Reggie Dupre said, “When we'll ever see that done? I'll never live long enough to see it.”
Dupre said that's why his parish has voted twice to tax themselves to build and maintain their own levees. He knows the Corps of Engineers is dealing with a $100 billion backlog to fund projects across the country. A third of those projects are in Louisiana.
Since then, Rep. Garrett Graves worked to pass the Water Resources and Development Act, or WRDA, in the House this week.
“We're never going to get these projects built, we're never going to see the benefits of them, we're never going to have flood-proof communities if we're having to go through these project processes that take 30-40 years to finish them,” Graves said.

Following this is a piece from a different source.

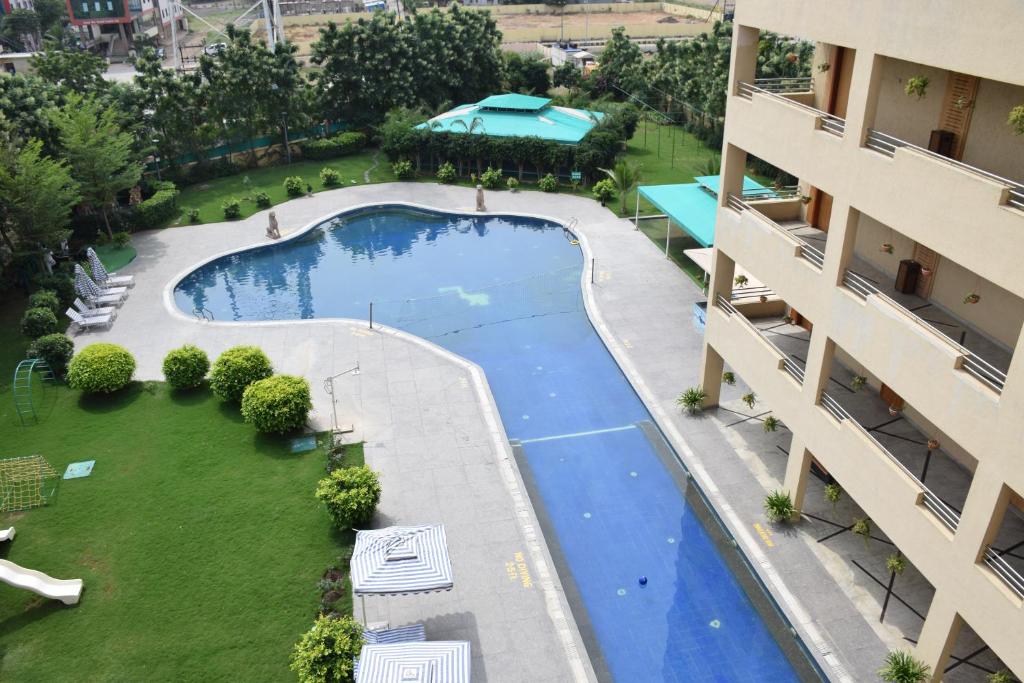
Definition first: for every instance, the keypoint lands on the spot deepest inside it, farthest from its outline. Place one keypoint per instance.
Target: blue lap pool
(504, 292)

WRDA passed 408 to 2. Graves said the bill gets rid of some red tape and bureaucracy, and puts power in the hands of those who most want to protect their homes and businesses.
“It allows a parish, a city, a levee district, a state to say, 'We think we can do this faster and cheaper' so they can step in and use the approvals the Corps has already received, take the money and do the project themselves,” Graves said.
It wouldn't mean the Corps would be completely hands-off. For every one-third of local funds invested in a project, the federal government would match that with two-thirds federal money.
“Far as the federal project, probably never in my lifetime, and I still believe that unless a lot of federal money falls off the sky,” Dupre said.
Dupre said his parish has dumped $400 million into building levees, according to the Corps blueprints. He's hopeful WRDA will save them time and money in the future.
“It helps with an easier path on getting environmental clearances on permits because of all the past work from the Corps to get authorization on Morganza to the Gulf,” Dupre said.
Ultimately he believes it won't be long until what's happening in Terrebonne becomes the standard across the Louisiana coast.
“Unless you have a major disaster like Katrina I believe the communities are going to have to step up and put skin in the game in order to build these kinds of projects and protect themselves,” he said.
Under current regulations, the Army Corps of Engineers says for land to be used for flood mitigation, it must be purchased. Graves said the bill also allows for donated land, not just purchased.